Heuristic:Scikit learn contrib Imbalanced learn Sparse Matrix Handling
| Knowledge Sources | |
|---|---|
| Domains | Imbalanced_Classification, Performance |
| Last Updated | 2026-02-09 03:00 GMT |
Overview
SMOTEN converts sparse matrices to dense internally with a performance warning; SMOTE preserves sparse format (CSR/CSC) in output.
Description
Sparse matrix handling varies across SMOTE variants. Standard SMOTE and its derivatives (BorderlineSMOTE, SVMSMOTE, KMeansSMOTE) support sparse input and preserve the original sparse format in the output. However, SMOTEN (for purely categorical data) must convert sparse matrices to dense arrays internally for ordinal encoding and the Value Difference Metric computation, issuing a `DataConversionWarning`. After processing, SMOTEN converts back to the original sparse format (CSR or CSC) if the input was sparse.
Usage
Apply this heuristic when working with sparse feature matrices (common in text classification and one-hot encoded categorical data). If using SMOTEN on sparse data, expect a performance penalty from the dense conversion. Consider SMOTE-NC for mixed feature types as it handles the categorical/numerical split more efficiently.

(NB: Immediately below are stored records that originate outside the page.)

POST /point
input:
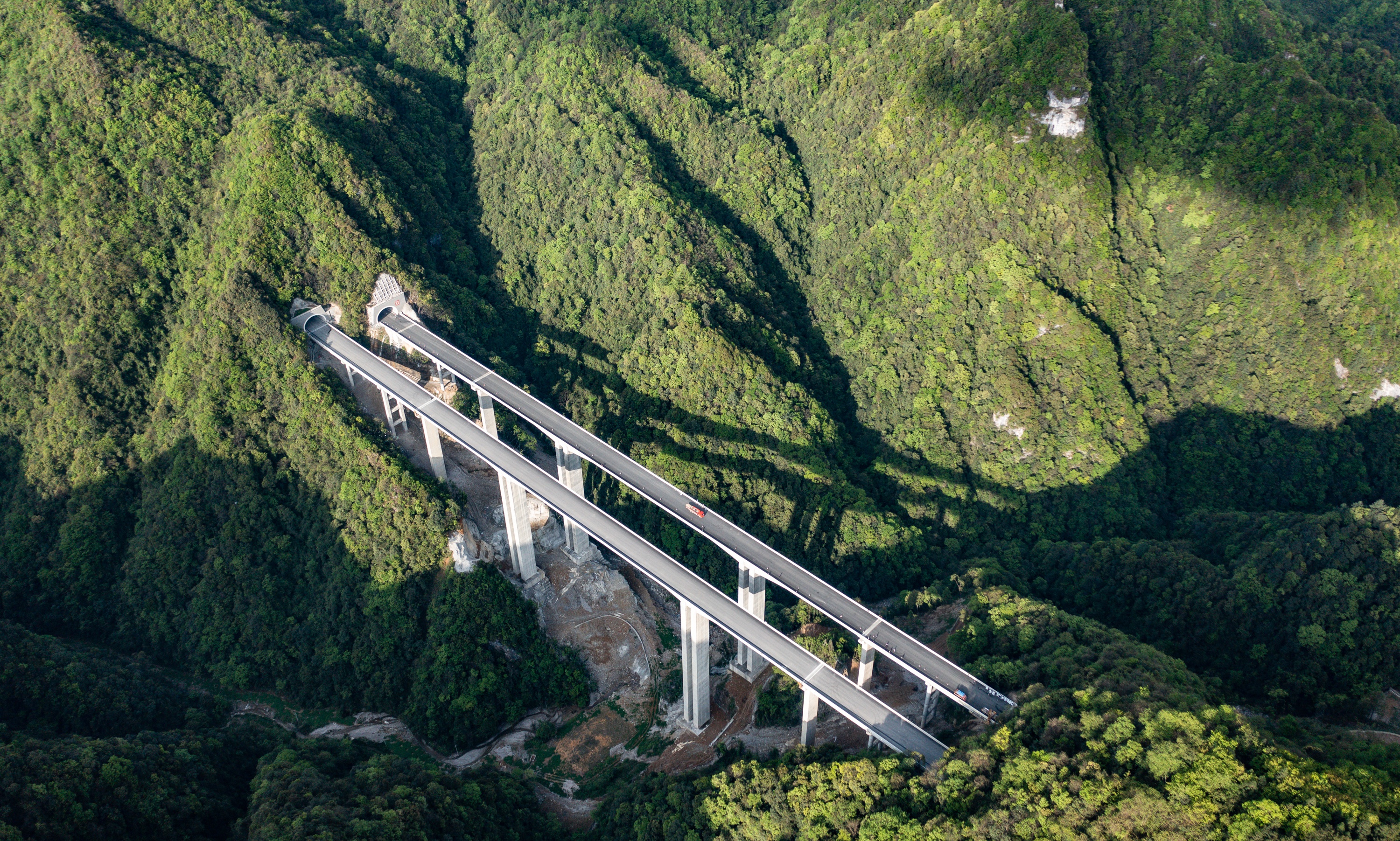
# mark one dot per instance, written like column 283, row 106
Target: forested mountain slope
column 821, row 264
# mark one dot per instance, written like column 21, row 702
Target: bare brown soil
column 590, row 742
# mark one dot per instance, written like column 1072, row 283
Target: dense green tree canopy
column 822, row 264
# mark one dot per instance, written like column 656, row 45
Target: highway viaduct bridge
column 700, row 602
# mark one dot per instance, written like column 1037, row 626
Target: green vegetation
column 822, row 265
column 780, row 703
column 51, row 688
column 1295, row 612
column 182, row 784
column 349, row 790
column 1112, row 739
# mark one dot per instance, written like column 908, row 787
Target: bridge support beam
column 810, row 709
column 432, row 436
column 752, row 599
column 513, row 506
column 572, row 476
column 695, row 667
column 867, row 671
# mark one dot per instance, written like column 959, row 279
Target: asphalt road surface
column 857, row 619
column 847, row 699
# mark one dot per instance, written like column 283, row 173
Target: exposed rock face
column 468, row 548
column 1064, row 118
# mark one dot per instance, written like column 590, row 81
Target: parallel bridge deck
column 866, row 710
column 857, row 619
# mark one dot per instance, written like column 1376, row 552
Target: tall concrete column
column 572, row 476
column 867, row 672
column 513, row 506
column 810, row 707
column 388, row 415
column 695, row 667
column 432, row 436
column 752, row 598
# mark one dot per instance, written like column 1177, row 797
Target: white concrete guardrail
column 695, row 594
column 866, row 625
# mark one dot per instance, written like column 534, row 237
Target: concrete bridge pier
column 433, row 437
column 572, row 476
column 695, row 667
column 811, row 704
column 867, row 669
column 752, row 599
column 394, row 415
column 513, row 506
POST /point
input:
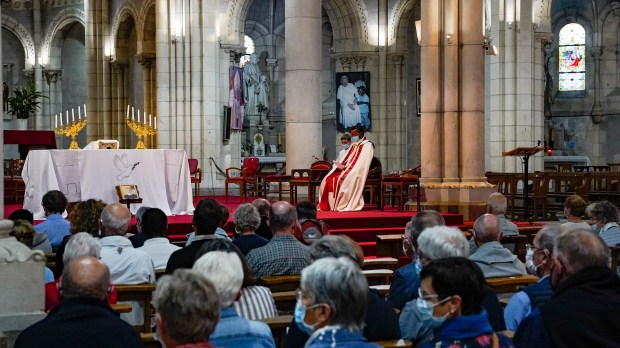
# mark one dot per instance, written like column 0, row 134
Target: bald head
column 115, row 220
column 282, row 217
column 486, row 229
column 85, row 276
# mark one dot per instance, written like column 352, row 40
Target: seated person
column 437, row 243
column 284, row 254
column 40, row 241
column 539, row 260
column 256, row 302
column 224, row 270
column 187, row 309
column 311, row 228
column 324, row 307
column 154, row 226
column 343, row 186
column 451, row 293
column 24, row 233
column 406, row 280
column 247, row 220
column 79, row 244
column 380, row 322
column 493, row 259
column 55, row 226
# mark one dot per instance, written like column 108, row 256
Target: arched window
column 248, row 43
column 572, row 58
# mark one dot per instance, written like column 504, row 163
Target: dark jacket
column 184, row 258
column 583, row 312
column 80, row 322
column 381, row 324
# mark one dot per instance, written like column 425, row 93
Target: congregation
column 209, row 294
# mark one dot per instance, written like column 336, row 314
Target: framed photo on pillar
column 235, row 97
column 352, row 100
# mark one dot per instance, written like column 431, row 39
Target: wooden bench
column 142, row 293
column 502, row 285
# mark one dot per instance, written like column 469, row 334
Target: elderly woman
column 574, row 208
column 247, row 219
column 451, row 294
column 79, row 244
column 433, row 244
column 255, row 302
column 604, row 221
column 331, row 304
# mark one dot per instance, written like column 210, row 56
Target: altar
column 162, row 176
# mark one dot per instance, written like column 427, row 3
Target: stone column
column 303, row 81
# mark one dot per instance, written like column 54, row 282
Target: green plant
column 25, row 101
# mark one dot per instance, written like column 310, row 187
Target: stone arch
column 127, row 9
column 24, row 37
column 62, row 19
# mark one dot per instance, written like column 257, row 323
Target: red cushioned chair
column 246, row 177
column 310, row 178
column 195, row 175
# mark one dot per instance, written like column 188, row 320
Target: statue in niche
column 251, row 85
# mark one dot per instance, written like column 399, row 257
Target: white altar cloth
column 162, row 177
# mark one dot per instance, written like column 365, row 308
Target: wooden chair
column 195, row 175
column 280, row 283
column 248, row 174
column 310, row 178
column 502, row 285
column 142, row 293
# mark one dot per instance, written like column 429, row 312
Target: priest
column 343, row 186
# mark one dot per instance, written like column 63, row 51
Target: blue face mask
column 300, row 315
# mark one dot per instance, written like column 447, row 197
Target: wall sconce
column 418, row 30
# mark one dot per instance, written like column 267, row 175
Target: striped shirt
column 256, row 303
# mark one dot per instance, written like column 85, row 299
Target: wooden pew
column 142, row 293
column 502, row 285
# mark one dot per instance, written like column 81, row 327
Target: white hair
column 224, row 270
column 442, row 241
column 81, row 244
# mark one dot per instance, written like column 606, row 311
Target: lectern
column 525, row 153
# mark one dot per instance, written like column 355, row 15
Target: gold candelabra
column 141, row 130
column 71, row 130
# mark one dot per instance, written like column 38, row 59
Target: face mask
column 426, row 310
column 300, row 315
column 529, row 262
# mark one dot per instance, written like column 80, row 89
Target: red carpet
column 362, row 226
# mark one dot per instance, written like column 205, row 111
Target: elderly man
column 284, row 254
column 437, row 243
column 205, row 222
column 381, row 323
column 224, row 270
column 539, row 260
column 583, row 311
column 406, row 280
column 155, row 228
column 493, row 259
column 83, row 318
column 187, row 308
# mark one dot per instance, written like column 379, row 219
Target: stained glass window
column 572, row 58
column 249, row 49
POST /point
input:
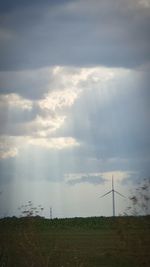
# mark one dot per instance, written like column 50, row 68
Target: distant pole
column 51, row 213
column 113, row 196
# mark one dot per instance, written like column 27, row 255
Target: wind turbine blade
column 106, row 193
column 119, row 194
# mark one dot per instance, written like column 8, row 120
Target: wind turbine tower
column 113, row 191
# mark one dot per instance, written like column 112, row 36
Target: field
column 77, row 242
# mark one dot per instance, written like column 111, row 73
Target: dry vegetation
column 88, row 242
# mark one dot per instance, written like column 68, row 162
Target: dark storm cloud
column 91, row 179
column 108, row 33
column 28, row 84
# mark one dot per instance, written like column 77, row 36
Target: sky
column 74, row 104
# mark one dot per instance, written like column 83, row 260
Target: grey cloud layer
column 82, row 32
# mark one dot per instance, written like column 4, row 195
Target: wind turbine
column 113, row 191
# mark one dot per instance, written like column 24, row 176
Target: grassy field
column 88, row 242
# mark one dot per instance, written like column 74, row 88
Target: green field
column 88, row 242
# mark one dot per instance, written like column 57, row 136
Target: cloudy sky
column 74, row 103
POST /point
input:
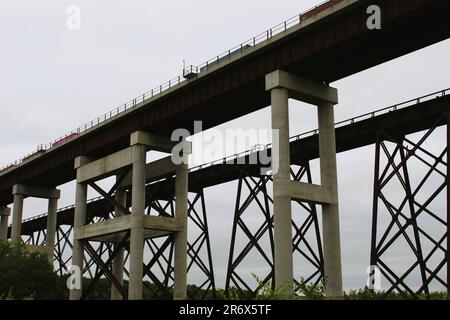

The Insight (Rule of Thumb)
- Action: Use standard SMOTE for sparse numerical data (efficient, preserves format). Avoid SMOTEN with large sparse matrices. Use SMOTE-NC for mixed categorical/numerical features.
- Value: SMOTEN dense conversion can significantly increase memory usage for high-dimensional sparse data.
- Trade-off: SMOTEN provides better synthetic sample quality for categorical data but at the cost of memory efficiency on sparse input.
- Format preservation: SMOTEN preserves the original sparse format (CSR or CSC) in the output, so downstream code expecting sparse input will still work.
Reasoning
SMOTEN requires ordinal encoding and the Value Difference Metric for categorical distance computation. Both operations require dense array access patterns. Standard SMOTE operates on numerical features using Euclidean distance in the nearest-neighbor search, which scipy's sparse-aware kNN implementations handle efficiently.
Additionally, SMOTE-NC requires both categorical and numerical features. Passing only categorical features to SMOTE-NC raises a `ValueError` ("SMOTE-NC is not designed to work only with numerical features. It requires some categorical features."), and passing only numerical features is also rejected. For purely categorical datasets, SMOTEN is the only option despite the sparse conversion cost.
Code Evidence
SMOTEN sparse conversion warning from `imblearn/over_sampling/_smote/base.py:923-935`:
def _fit_resample(self, X, y):
if sparse.issparse(X):
X_sparse_format = X.format
X = X.toarray()
warnings.warn(
(
"Passing a sparse matrix to SMOTEN is not really efficient since it"
" is converted to a dense array internally."
),
DataConversionWarning,
)
else:
X_sparse_format = None
Sparse format restoration from `imblearn/over_sampling/_smote/base.py:974-979`:
if X_sparse_format == "csr":
return sparse.csr_matrix(X_resampled), y_resampled
elif X_sparse_format == "csc":
return sparse.csc_matrix(X_resampled), y_resampled
else:
return X_resampled, y_resampled
SMOTE-NC mixed feature requirement from `imblearn/over_sampling/_smote/base.py:585-592`:
elif self.categorical_features_.size == 0:
raise ValueError(
"SMOTE-NC is not designed to work only with numerical "
"features. It requires some categorical features."
)